联邦学习(FL)已成为一种突出隐私保护的技术,用于实现诸如机密临床机器学习等隐私 preserving 用例。FL通过汇总由远程设备训练的模型来操作,这些设备拥有数据。因此,FL允许大规模学习者使用 crowd-sourced 数据训练强大的全局模型,同时不损害他们的隐私。然而,在生成全局模型时,聚合服务器是一个单点故障。此外,当数据不独立且分布不同时(非 IID 数据)在所有远程设备上训练模型时,模型的性能会受到影响。这导致聚合的不同模型,在某些场景下可能导致性能降低 50%。在本文中,我们试图解决上述问题,同时保留 FL 的优点。我们提出了 MultiConfederated Learning:一个设计用于处理非 IID 数据的联邦 FL 框架。与传统 FL 不同,MultiConfederated Learning 将多个模型并行(而不是单全球模型)以帮助数据为非 IID 时达到收敛。通过迁移学习,学习者可以 convergence 到更少的模型。为了增加适应性,学习者被允许从同伴中选择要聚合的更新。
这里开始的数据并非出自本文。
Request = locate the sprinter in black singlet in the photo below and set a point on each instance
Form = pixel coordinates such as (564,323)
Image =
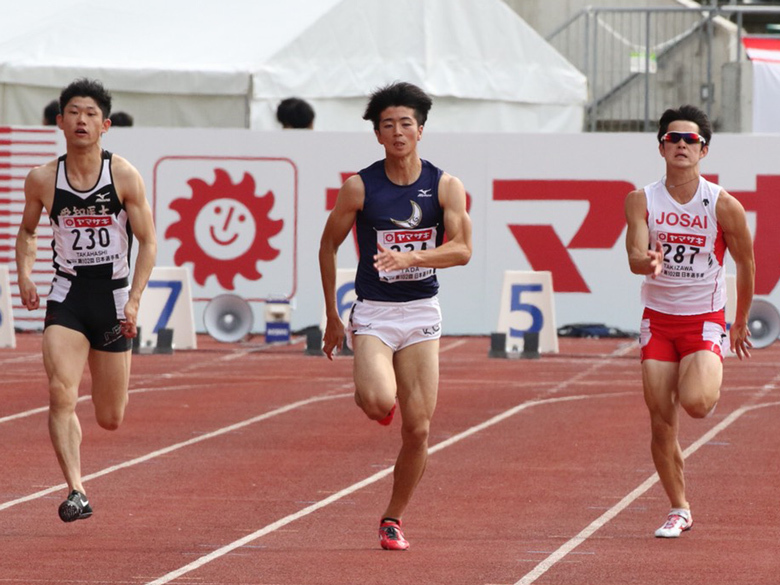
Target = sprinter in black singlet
(402,207)
(92,198)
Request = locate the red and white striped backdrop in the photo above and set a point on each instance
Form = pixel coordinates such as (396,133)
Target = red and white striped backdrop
(22,149)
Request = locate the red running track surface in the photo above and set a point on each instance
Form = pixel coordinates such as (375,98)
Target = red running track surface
(244,464)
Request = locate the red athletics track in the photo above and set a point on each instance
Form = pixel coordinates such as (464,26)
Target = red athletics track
(238,464)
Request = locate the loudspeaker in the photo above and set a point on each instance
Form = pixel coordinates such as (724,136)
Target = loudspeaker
(228,318)
(764,323)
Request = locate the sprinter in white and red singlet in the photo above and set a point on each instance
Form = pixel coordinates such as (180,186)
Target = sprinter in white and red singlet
(679,230)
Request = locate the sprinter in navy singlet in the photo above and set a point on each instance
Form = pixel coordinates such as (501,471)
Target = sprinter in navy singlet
(92,198)
(402,207)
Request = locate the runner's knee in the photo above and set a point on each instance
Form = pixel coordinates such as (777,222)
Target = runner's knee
(699,406)
(415,434)
(61,397)
(110,420)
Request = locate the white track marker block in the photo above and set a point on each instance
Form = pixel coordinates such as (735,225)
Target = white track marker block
(167,304)
(527,305)
(7,335)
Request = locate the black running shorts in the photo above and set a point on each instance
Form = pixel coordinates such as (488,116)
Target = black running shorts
(92,306)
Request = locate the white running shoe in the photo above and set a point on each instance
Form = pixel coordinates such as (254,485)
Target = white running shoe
(678,521)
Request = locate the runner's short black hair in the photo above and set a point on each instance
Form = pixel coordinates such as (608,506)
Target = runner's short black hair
(399,93)
(84,87)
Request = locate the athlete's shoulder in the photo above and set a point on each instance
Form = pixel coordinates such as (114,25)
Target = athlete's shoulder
(42,176)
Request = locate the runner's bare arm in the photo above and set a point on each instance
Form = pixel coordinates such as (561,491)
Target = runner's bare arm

https://arxiv.org/abs/2404.13421
Ultrasonic metal welding (UMW) is a key joining technology with widespread industrial applications. Condition monitoring (CM) capabilities are critically needed in UMW applications because process anomalies significantly deteriorate the joining quality. Recently, machine learning models emerged as a promising tool for CM in many manufacturing applications due to their ability to learn complex patterns. Yet, the successful deployment of these models requires substantial training data that may be expensive and time-consuming to collect. Additionally, many existing machine learning models lack generalizability and cannot be directly applied to new process configurations (i.e., domains). Such issues may be potentially alleviated by pooling data across manufacturers, but data sharing raises critical data privacy concerns. To address these challenges, this paper presents a Federated Transfer Learning with Task Personalization (FTL-TP) framework that provides domain generalization capabilities in distributed learning while ensuring data privacy. By effectively learning a unified representation from feature space, FTL-TP can adapt CM models for clients working on similar tasks, thereby enhancing their overall adaptability and performance jointly. To demonstrate the effectiveness of FTL-TP, we investigate two distinct UMW CM tasks, tool condition monitoring and workpiece surface condition classification. Compared with state-of-the-art FL algorithms, FTL-TP achieves a 5.35%--8.08% improvement of accuracy in CM in new target domains. FTL-TP is also shown to perform excellently in challenging scenarios involving unbalanced data distributions and limited client fractions. Furthermore, by implementing the FTL-TP method on an edge-cloud architecture, we show that this method is both viable and efficient in practice. The FTL-TP framework is readily extensible to various other manufacturing applications.
超声金属焊接(UMW)是一种广泛应用于工业领域的连接技术。在UMW应用中,状态监测(CM)功能至关重要,因为过程异常会显著恶化连接质量。最近,机器学习模型在许多制造应用中显示出成为有前景的工具,因为它们能够学习复杂的模式。然而,这些模型的成功部署需要大量的训练数据,这可能昂贵且耗时。此外,许多现有机器学习模型缺乏泛化能力,不能直接应用于新的过程配置(即领域)。这些问题可能通过汇集制造商的数据得到缓解,但数据共享会引发关键的数据隐私问题。为了应对这些挑战,本文提出了一个分散学习任务个性化(FTL-TP)框架,在分布式学习过程中提供领域泛化能力,同时确保数据隐私。通过从特征空间有效地学习统一表示,FTL-TP可以适应在类似任务上工作的客户端CM模型,从而提高它们的整体适应性和性能。为了证明FTL-TP的有效性,我们研究了两个不同的UMW CM任务,即工具状况监测和工件表面状况分类。与最先进的FL算法相比,FTL-TP在CM在新目标域中的准确度提高了5.35%--8.08%。FTL-TP在涉及不平衡数据分布和有限客户端份额的具有挑战性的场景中也表现出色。此外,通过在边缘云架构上实现FTL-TP方法,我们证明了这种方法在实践中是可行且高效的。FTL-TP框架易于扩展到各种其他制造应用。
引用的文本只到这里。